In corpus linguistics, collocation refers to the mere co-occurrence of words. Filtering harmful sentences can be done based on three-word co-occurrence. Similarity can be measured based on co-occurrence probabilities for inducing semantic classes. Content may be created from summarized text and keywords extracted from documents using an algorithm based on term co-occurrence. Using a combination of ontology content, structure and co-occurrence information is more beneficial for the extension of large multi-domain ontologies, than using only content, only co-occurrence or only concept denotation information.

Automatically-generated summaries and representation of relationships between documents can be accomplished based on the co-occurrence of named entities and on clustering results. Choice of action verbs can be based only on the co-occurrence statistics encoded in a template-based generator for multimodal dialog systems. Statistical models can be based on co-occurrence measurements. Speech recognition errors may be detected based on semantic knowledge, constraint rules and statistical modeling, ie pointwise mutual information and co-occurrence analysis. Semantically different forms of multi-functionality may be represented by the co-occurrence of dialog acts in different types of dialog.

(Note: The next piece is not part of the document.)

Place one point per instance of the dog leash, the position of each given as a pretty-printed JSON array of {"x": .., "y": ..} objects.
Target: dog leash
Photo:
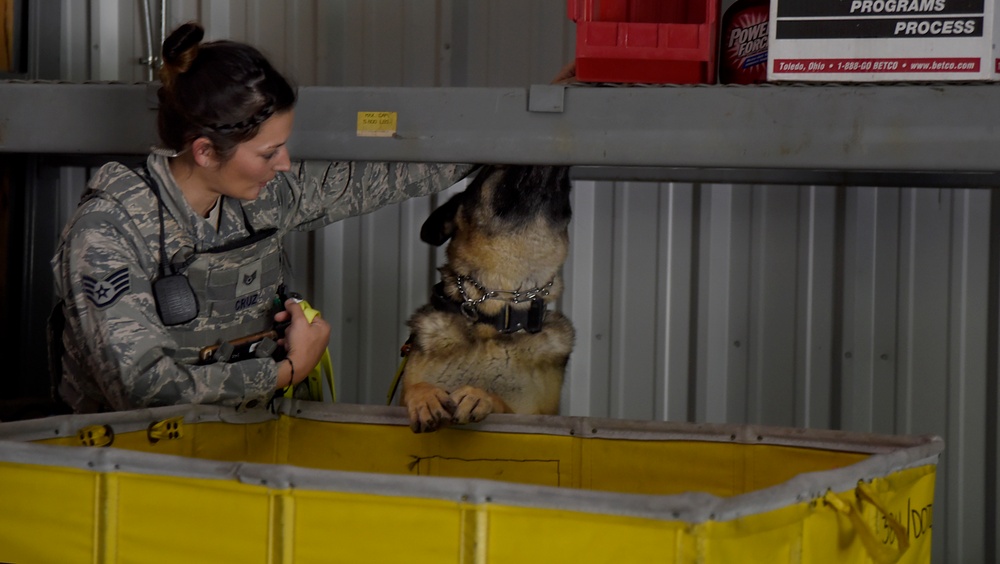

A popular method to estimate co-occurrence is to pose conjunctive queries including both terms to a web search engine, called “co-occurrence in snippets”. One system was designed using co-occurrence between the word in the news article and emotion words. For example, if people express their emotions in text, the single association language feature of a two terms combination, ie “myself” and “feeling”, has a high frequency of co-occurrence in sentences. Even emoticons can be automatically annotated according to their co-occurrence in a database. In robot navigation, a landmark component can ground novel noun phrases such as “the computers” in the perceptual frame of the robot by exploiting object co-occurrence statistics between unknown noun phrases and known perceptual features.